Cinquanta milioni subito. E altri 150 dopo. Ammonta a 200 milioni di euro il bottino che il Campidoglio si prepara a sfilare dalle tasche dei romani per finanziare il Giubileo. La buona notizia è che per ora, ma le cose potrebbero facilmente cambiare in corsa, la somma è nettamente inferiore ai 500 milioni chiesti dal sindaco Ignazio Marino. La cattiva è che l’ipotesi di utilizzare l’Irpef locale come bancomat per la liquidità necessaria è confermata. I fondi per pagare i lavori dell’Anno Santo, ha detto ieri l’assessore alla Legalità con compiti di supervisione sugli appalti del Giubileo, Alfonso Sabella, intervenendo a Sky Tg24, verranno dalle tasse dei romani, per l’esattezza dallo 0,4% dell’addizionale comunale sul reddito.

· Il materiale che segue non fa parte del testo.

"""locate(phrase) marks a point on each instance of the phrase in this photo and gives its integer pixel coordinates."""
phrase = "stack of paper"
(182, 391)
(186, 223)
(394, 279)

Sulla carta non si tratta di risorse aggiuntive, essendo soldi che già entrano nelle casse del Comune di Roma. I finanziamenti, tengono a sottolineare da settimane Marino e i suoi, saranno trovati nel bilancio del Campidoglio. Ma il trucco è plateale.
I romani, infatti, pagano attualmente lo 0,9% di addizionale Irpef. Un valore più alto dell’aliquota massima prevista a livello nazionale dello 0,8% a causa di concessione governativa seguita al dissesto finanziario esploso nel 2008 con la scoperta del debito monstre accumulato sotto le gestioni Rutelli e Veltroni.
Da allora, con la nascita della Gestione commissariale, gli abitanti della Capitale pagano una quota di addizionale Irpef per ripianare il buco di bilancio accumulato negli anni passati, che alla data del 31 dicembre 2013, ultimo anno censito nelle tabelle pubblicate sul sito della gestione commissariale, ammontava a 12,8 miliardi di euro (rispetto ai 16,7 lasciati da Veltroni).
La quota di addizionale è, per l’appunto lo 0,4%. Ed è proprio da qui che il Comune, con il beneplacito di Palazzo Chigi, che ha opportunamente allentato i vincoli del patto di stabilità interno per consentire a Roma di gonfiare il bilancio di 200 milioni, prenderà i soldi per foraggiare i cantieri del Giubileo.
Non è la prima volta che al Campidoglio utilizzano la Gestione commissariale per scaricare passività impreviste e far quadrare i conti. E non sarà l’ultima. Il problema è che i soldi sottratti al piano di rientro dal debito prima o poi qualcuno dovrà rimetterli al suo posto. O lo farà il governo, come già accaduto in passato, trasferendo risorse al Comune e facendo quindi pagare il conto alla fiscalità generale. O lo faranno i romani, che continueranno a pagare all’infinito un’Irpef stellare per colmare un buco che continua ad allargarsi.
Stangata da cui non si salvano neanche i redditi più bassi, considerato che la soglia di esenzione per il 2015 è stata fissata a 12mila euro lordi annui, e che potrebbe diventare ancora più pesante. Solo un anno e mezzo fa, ad esempio, Marino era riuscito a far inserire nella prima versione del decreto Salva Roma (poi modificata) l’aumento dell’addizionale all’1,2%.
Al centro del grande gioco delle tre carte capitolino ci sarà, paradossalmente, la stessa persona che fino a qualche mese aveva sbattuto la porta denunciando la cattiva gestione amministrativa del Comune.
Dal 27 agosto, infatti, a guidare la Gestione commissariale al posto di Massimo Varazzani è arrivata Silvia Scozzese. Si tratta dell’ex assessore al Bilancio che poco più di un mese fa, era la fine di luglio, aveva lasciato polemicamente la poltrona di assessore al Bilancio. «Condivido la necessità di potenziare la spesa nei settori relativi ai servizi alla città, ma essa non può essere costruita al di fuori degli ambiti di tipicità e di correttezza degli atti amministrativi, ambiti che devono costituire e rimanere il faro della nostra azione quotidiana», aveva scritto nella lettera di dimissioni.
Ora sarà proprio la Scozzese a dover firmare l’assegno con cui Marino prenderà in prestito qualche centinaio di milioni dalla gestione commissariale. Riscoprendo quel lavoro di squadra che, parole dello scorso luglio, «negli ultimi tempi sembra essere venuto meno».